Em meio aos trilhos com resquícios de veneno de rato, o TAB encontra o vagão da Série 1600. A cena é triste, mas tudo está limpinho. Composto de aço inoxidável, operou em seus últimos anos na Linha 7-Rubi e foi modernizado em 2009. Está parado há sete anos. No seu interior, não há mensagens nos painéis, bitucas de cigarro ou objetos esquecidos. Apenas assentos vermelhos, muita poeira e um mapa ultrapassado do transporte metropolitano, quando a linha 13-Jade, inaugurada em 2018, sequer existia.
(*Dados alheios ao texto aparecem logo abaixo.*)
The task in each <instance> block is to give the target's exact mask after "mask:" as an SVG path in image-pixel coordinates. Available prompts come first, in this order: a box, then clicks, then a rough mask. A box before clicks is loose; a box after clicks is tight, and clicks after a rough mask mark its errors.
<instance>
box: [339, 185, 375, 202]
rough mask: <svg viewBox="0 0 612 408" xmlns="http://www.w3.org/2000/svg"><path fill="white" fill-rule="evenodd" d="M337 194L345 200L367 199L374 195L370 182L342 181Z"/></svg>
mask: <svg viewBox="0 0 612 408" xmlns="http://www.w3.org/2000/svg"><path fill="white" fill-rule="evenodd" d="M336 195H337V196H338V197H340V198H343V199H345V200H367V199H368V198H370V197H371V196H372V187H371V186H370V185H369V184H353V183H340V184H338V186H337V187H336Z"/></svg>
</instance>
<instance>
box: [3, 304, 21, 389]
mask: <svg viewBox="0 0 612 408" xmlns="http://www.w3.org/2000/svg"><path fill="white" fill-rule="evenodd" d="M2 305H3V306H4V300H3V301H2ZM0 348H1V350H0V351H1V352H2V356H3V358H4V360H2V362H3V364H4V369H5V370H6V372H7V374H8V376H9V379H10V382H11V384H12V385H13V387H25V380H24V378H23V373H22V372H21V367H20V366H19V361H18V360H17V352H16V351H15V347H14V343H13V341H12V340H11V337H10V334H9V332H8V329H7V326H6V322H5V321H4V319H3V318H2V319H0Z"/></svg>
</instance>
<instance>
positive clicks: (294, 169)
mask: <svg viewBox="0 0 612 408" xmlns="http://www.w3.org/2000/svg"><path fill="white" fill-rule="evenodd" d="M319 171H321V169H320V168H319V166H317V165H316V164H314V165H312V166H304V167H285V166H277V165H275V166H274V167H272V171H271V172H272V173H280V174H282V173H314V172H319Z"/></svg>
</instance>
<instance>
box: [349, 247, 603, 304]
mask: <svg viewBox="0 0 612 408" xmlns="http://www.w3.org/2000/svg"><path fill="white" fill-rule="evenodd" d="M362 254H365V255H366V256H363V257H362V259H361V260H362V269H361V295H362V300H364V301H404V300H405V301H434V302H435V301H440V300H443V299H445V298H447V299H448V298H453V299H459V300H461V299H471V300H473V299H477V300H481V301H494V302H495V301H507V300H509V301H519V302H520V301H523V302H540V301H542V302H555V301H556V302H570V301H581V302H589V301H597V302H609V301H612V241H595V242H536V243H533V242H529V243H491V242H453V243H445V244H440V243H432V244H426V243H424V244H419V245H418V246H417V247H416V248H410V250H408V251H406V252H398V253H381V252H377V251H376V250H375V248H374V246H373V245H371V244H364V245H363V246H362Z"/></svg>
Quando circulava por aí, a linha 5-Lilás, que hoje vai do Capão Redondo até a Chácara Klabin, terminava no Largo 13. Outros tempos.

Num silêncio pouco usual em São Paulo, o trem descansa em frente a um muro pichado com a frase “Não jogar lixo”. Em um clima oposto ao do leilão animado, não há sinal de vida ali. Apenas o som de um helicóptero Águia.

Enquanto isso, no leilão que acontece no Centro, o lote com os vagões é anunciado. Sem lances na internet, Frederico, o único potencial interessado, fica em silêncio. É possível baixar o valor mínimo do trem no futuro? Ninguém se arrisca a dizer. Dos 101 lotes leiloados na sexta-feira (15), 90 foram vendidos e R$ 7,9 milhões arrecadados, mas os trens seguem sem um novo dono. Sinto muito, amor, mas não pode ser. Ainda.